The Nigerian constitution, allows any Imo Son to be governor irrespective of clan, religion or origin. Cannon law, or the Catholic Church constitution, allows any ordained Rev. Father to be appointed Bishop anywhere in the Catholic community all over the world without regard to his origin. Consequently, the other members of the Imo community must be re-assured that Ihedioha, although a non-Catholic does not share this myopic view with the affected Catholic community in Ahiara diocese. Mind you, it is such dispositions that make the rest of Imo people hold Mbaise suspect.
All said, I think that the most pronounced advantage Ihodioha may have in the 2019 guber race is the equity that will accrue to him because of the side he fought in the battle for the National Leadership of the PDP which ended in the Supreme Court recently. Ihedioha was on the side of Makarafi, who won the case at the Supreme Court. However, while the battle for the National chairmanship of the party was between Makarfi and Sheriff, in Imo it was more of a battle between two ideological divides.
I suspect that Ihedioha’s strength may come from the battle between the two types of impunity in Imo PDP. The problem here has been the rapid ascendancy of impunity in the party which has left in its wake the complete erosion of internal democracy.Actually, over the years, internal democracy has been replaced with impunity, so much so that leaders now sit in the comfort of their bedrooms to allocate delegates and party executives to themselves.

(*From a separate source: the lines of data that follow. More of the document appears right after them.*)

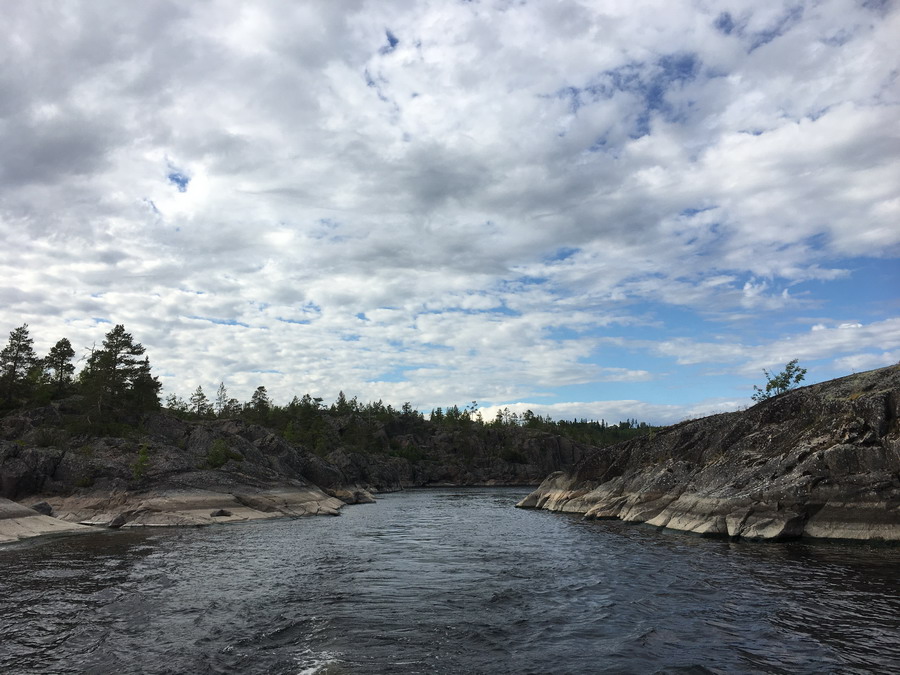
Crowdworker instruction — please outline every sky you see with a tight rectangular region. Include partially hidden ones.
[0,0,900,423]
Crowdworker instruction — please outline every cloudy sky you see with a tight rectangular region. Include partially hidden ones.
[0,0,900,422]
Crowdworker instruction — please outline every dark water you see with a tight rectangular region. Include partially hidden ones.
[0,489,900,674]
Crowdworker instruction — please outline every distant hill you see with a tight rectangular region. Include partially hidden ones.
[519,366,900,541]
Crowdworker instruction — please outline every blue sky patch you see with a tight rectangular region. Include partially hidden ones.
[378,30,400,54]
[167,171,191,192]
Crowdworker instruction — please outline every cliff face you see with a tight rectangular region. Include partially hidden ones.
[519,366,900,541]
[0,402,590,542]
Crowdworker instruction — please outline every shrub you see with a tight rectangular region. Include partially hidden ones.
[753,359,806,402]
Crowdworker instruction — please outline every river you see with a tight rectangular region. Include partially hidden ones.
[0,488,900,675]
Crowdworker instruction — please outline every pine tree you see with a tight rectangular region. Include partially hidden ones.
[44,338,75,396]
[81,324,162,414]
[215,382,228,417]
[0,323,38,404]
[191,385,212,417]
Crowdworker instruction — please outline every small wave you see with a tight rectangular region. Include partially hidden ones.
[296,649,343,675]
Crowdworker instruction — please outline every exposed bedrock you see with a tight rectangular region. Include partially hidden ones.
[519,366,900,541]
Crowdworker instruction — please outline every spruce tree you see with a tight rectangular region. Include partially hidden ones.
[0,323,38,405]
[44,338,75,396]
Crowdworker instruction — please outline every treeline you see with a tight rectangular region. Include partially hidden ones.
[0,324,161,425]
[0,324,653,454]
[166,382,654,454]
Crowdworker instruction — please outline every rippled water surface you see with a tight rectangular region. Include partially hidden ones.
[0,489,900,673]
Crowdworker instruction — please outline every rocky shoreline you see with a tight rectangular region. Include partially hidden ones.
[518,366,900,542]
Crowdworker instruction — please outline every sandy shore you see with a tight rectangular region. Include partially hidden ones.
[0,486,344,543]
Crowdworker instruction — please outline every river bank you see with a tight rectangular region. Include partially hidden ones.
[519,366,900,542]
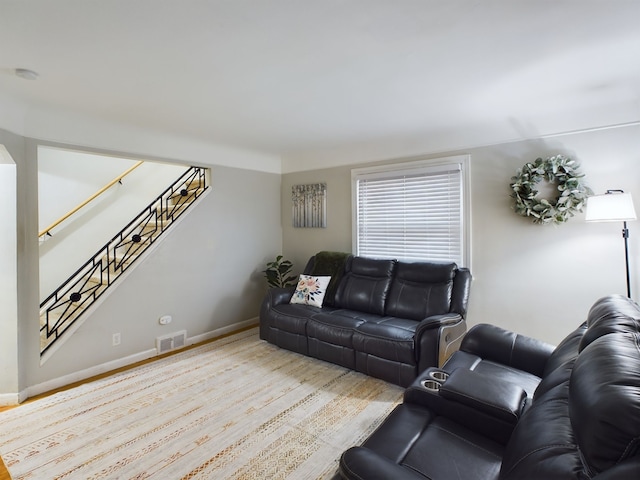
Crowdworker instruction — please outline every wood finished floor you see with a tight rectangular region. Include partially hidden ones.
[0,325,257,480]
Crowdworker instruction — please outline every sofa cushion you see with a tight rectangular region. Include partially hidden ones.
[500,376,583,480]
[353,317,418,365]
[307,311,365,348]
[386,262,457,320]
[580,295,640,351]
[304,251,351,306]
[270,303,322,335]
[334,257,397,315]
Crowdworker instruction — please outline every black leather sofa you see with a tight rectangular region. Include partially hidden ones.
[340,296,640,480]
[260,252,471,387]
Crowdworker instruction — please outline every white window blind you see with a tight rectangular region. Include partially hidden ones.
[354,162,465,266]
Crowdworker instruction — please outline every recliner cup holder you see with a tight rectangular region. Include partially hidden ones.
[420,379,442,392]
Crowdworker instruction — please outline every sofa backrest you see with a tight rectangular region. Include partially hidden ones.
[580,295,640,351]
[500,295,640,480]
[569,333,640,478]
[302,251,352,307]
[334,257,397,315]
[385,262,458,320]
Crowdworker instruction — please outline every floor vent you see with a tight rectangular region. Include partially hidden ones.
[156,330,187,355]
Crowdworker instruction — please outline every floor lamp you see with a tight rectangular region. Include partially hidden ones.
[585,190,636,298]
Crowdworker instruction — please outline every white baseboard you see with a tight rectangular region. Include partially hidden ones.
[16,317,259,406]
[0,393,24,407]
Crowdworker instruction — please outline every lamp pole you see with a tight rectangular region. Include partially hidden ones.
[622,220,631,298]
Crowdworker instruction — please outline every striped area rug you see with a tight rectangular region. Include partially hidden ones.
[0,329,402,480]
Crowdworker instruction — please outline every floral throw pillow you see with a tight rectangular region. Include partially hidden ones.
[290,275,331,307]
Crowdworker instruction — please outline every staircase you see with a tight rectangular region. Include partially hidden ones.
[40,167,207,357]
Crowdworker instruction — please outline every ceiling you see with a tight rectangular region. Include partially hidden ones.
[0,0,640,169]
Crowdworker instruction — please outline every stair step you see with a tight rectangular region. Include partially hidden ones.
[40,167,206,352]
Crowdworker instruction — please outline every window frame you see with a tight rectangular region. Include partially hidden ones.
[351,154,471,268]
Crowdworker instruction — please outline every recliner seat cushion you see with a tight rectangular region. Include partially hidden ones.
[353,317,418,365]
[386,262,457,320]
[271,303,321,335]
[334,257,397,315]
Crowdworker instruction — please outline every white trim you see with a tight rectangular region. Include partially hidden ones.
[16,317,259,405]
[0,393,26,407]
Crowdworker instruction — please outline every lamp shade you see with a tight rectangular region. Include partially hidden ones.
[585,192,637,222]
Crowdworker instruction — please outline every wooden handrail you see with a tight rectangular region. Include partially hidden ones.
[38,162,144,238]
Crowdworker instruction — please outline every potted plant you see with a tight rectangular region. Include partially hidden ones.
[262,255,298,287]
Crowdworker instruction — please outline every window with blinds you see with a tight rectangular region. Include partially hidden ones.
[352,157,467,266]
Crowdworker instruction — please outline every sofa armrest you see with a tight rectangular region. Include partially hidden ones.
[460,324,555,377]
[404,368,527,445]
[260,287,295,340]
[340,447,425,480]
[414,313,467,372]
[265,287,296,307]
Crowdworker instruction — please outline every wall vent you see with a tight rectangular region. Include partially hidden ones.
[156,330,187,355]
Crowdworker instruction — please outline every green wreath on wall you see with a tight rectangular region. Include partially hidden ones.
[510,155,593,224]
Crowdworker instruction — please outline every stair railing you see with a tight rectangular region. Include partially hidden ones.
[40,167,207,356]
[38,162,144,238]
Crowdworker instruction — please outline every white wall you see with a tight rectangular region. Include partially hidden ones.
[282,125,640,343]
[0,149,18,393]
[27,163,282,391]
[0,130,282,398]
[38,146,188,300]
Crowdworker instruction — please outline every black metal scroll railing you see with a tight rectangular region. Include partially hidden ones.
[40,167,207,355]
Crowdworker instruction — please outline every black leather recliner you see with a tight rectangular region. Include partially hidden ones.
[340,296,640,480]
[260,256,471,386]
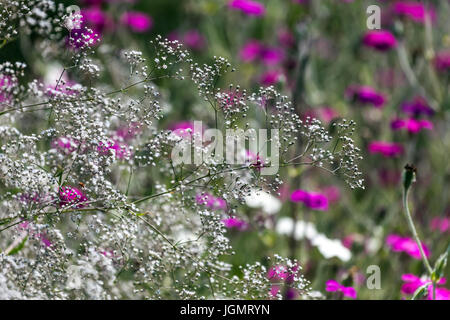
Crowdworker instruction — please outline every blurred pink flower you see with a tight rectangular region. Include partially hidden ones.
[369,141,403,157]
[391,119,433,133]
[59,186,87,208]
[401,273,450,300]
[402,96,434,117]
[325,279,356,299]
[291,189,328,211]
[392,1,436,23]
[228,0,266,16]
[222,218,248,231]
[386,234,430,260]
[120,11,153,32]
[362,30,397,51]
[430,217,450,233]
[345,85,386,108]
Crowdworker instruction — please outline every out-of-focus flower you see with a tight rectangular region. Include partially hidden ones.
[291,189,328,211]
[51,137,78,154]
[195,193,227,210]
[392,1,436,23]
[59,186,87,208]
[345,85,386,108]
[120,11,153,32]
[222,217,248,231]
[401,273,450,300]
[369,141,404,157]
[325,279,356,299]
[228,0,266,16]
[391,119,433,133]
[386,234,430,260]
[402,96,434,117]
[434,49,450,72]
[362,30,397,51]
[430,217,450,233]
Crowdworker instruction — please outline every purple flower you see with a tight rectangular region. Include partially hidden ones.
[386,234,430,260]
[363,30,397,51]
[325,279,356,299]
[59,186,87,208]
[345,85,386,108]
[391,119,433,133]
[228,0,266,16]
[222,218,248,231]
[402,96,434,117]
[434,50,450,72]
[369,141,403,157]
[120,11,153,32]
[392,1,436,23]
[291,189,328,211]
[401,273,450,300]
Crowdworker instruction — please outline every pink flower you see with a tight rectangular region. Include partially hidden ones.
[325,279,356,299]
[392,1,436,23]
[51,137,78,154]
[195,193,227,210]
[401,273,450,300]
[222,218,248,231]
[120,11,153,32]
[362,30,397,51]
[402,96,434,117]
[59,186,87,208]
[430,217,450,233]
[391,119,433,133]
[434,49,450,72]
[228,0,266,16]
[345,85,386,108]
[386,234,430,260]
[291,189,328,211]
[369,141,403,157]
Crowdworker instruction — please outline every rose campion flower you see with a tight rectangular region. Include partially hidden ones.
[228,0,266,17]
[391,119,433,133]
[325,279,356,299]
[430,217,450,233]
[392,1,436,23]
[433,49,450,72]
[362,30,397,51]
[120,11,153,32]
[59,186,87,208]
[369,141,404,157]
[402,96,434,117]
[401,273,450,300]
[386,234,430,260]
[345,85,386,108]
[222,218,248,231]
[291,189,328,211]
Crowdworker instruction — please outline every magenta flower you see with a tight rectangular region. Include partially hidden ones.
[402,96,434,117]
[120,11,153,32]
[291,189,328,211]
[401,273,450,300]
[392,1,436,23]
[59,186,87,208]
[345,85,386,108]
[434,49,450,72]
[51,137,78,154]
[325,279,356,299]
[228,0,266,16]
[222,218,248,231]
[369,141,404,157]
[430,217,450,233]
[195,193,227,210]
[391,119,433,133]
[362,30,397,51]
[386,234,430,260]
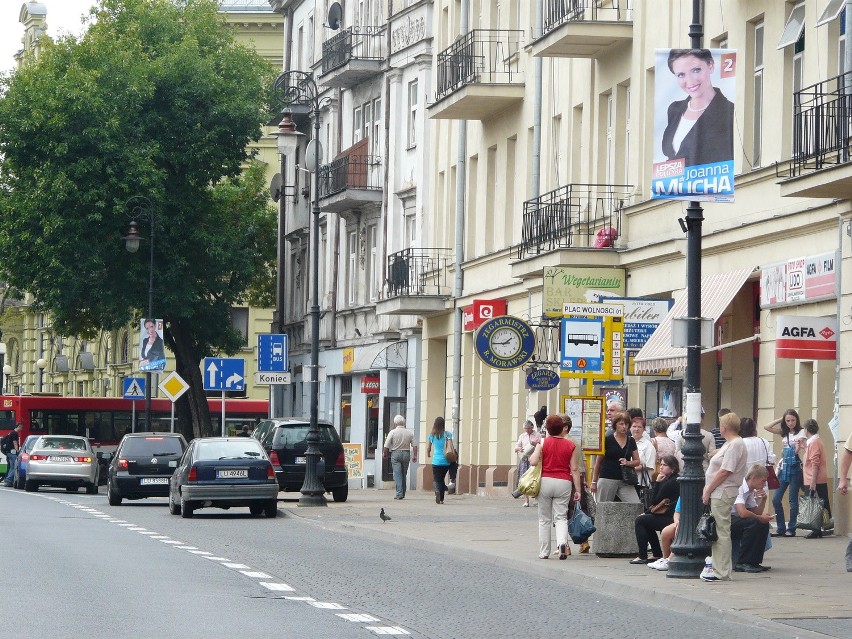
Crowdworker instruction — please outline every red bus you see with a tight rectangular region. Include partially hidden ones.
[0,395,269,462]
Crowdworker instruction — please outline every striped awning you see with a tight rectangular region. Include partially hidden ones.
[633,267,755,373]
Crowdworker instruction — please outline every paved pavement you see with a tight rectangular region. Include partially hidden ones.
[280,489,852,638]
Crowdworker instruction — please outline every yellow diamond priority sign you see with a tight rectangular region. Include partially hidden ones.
[159,371,189,402]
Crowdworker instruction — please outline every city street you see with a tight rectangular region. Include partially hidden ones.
[5,489,849,639]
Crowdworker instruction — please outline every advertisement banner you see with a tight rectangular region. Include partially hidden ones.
[651,49,737,202]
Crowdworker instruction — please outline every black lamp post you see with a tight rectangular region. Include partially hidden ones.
[121,195,155,430]
[666,0,710,578]
[273,71,328,506]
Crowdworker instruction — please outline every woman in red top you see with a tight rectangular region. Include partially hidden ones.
[530,415,583,559]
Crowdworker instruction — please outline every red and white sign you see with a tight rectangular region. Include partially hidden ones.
[361,377,382,395]
[462,299,508,331]
[775,315,838,359]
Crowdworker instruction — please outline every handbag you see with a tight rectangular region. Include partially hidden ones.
[444,434,459,464]
[695,506,719,543]
[568,502,596,544]
[518,460,541,497]
[796,491,824,531]
[763,440,781,490]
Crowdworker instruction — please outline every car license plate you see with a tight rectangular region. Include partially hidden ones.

However, some of the leaders are not as guilty as others in the impunity game particularly during the 2016 congresses in Imo. They were two divides in the impunity battle. One group felt that to save the party, that impunity should be moderated by consulting other leaders before drawing up the list of party executives. This I call those who believe in impunity with human face. Ihedioha belongs to this category. The other category is the group who believe in imperial impunity; take all to yourself, by yourself, for yourself. That is to say, sideline all other leaders and write the list by yourself, for yourself. This I call impunity without human face.
The Imo battle was actually between these two ideological divides. The Ihedioha divide was in the Makarafi camp and they won. That victory is therefore the victory of impunity with human face over impunity without human face.
I suspect that an average Imo PDP faithful who wants the party to survive and win elections again in the state will be inclined to embrace the divide of impunity with human face, not because it is perfect but because it is the only hope and path to a gradual return of sanity in the party. Since Ihedioha is seen to have championed this ideological line of battle, he appears set to reap from the surge of goodwill that is bound to follow.
I believe that by acts of commissions or and omission, Ihedioha appears to have found himself on the side of the vast, but hitherto oppressed, majority of the PDP members in the state who truly desire a return to the PDP where power actually belonged to the people.
It sounds convincing to me then to conclude that if Ihedioha should make good use of all the lessons of 2015 and tenaciously stick to the impunity with human face divide, which offers prospect for improvement, he will surely have equity on his side and 2019 may well turn out to be his year.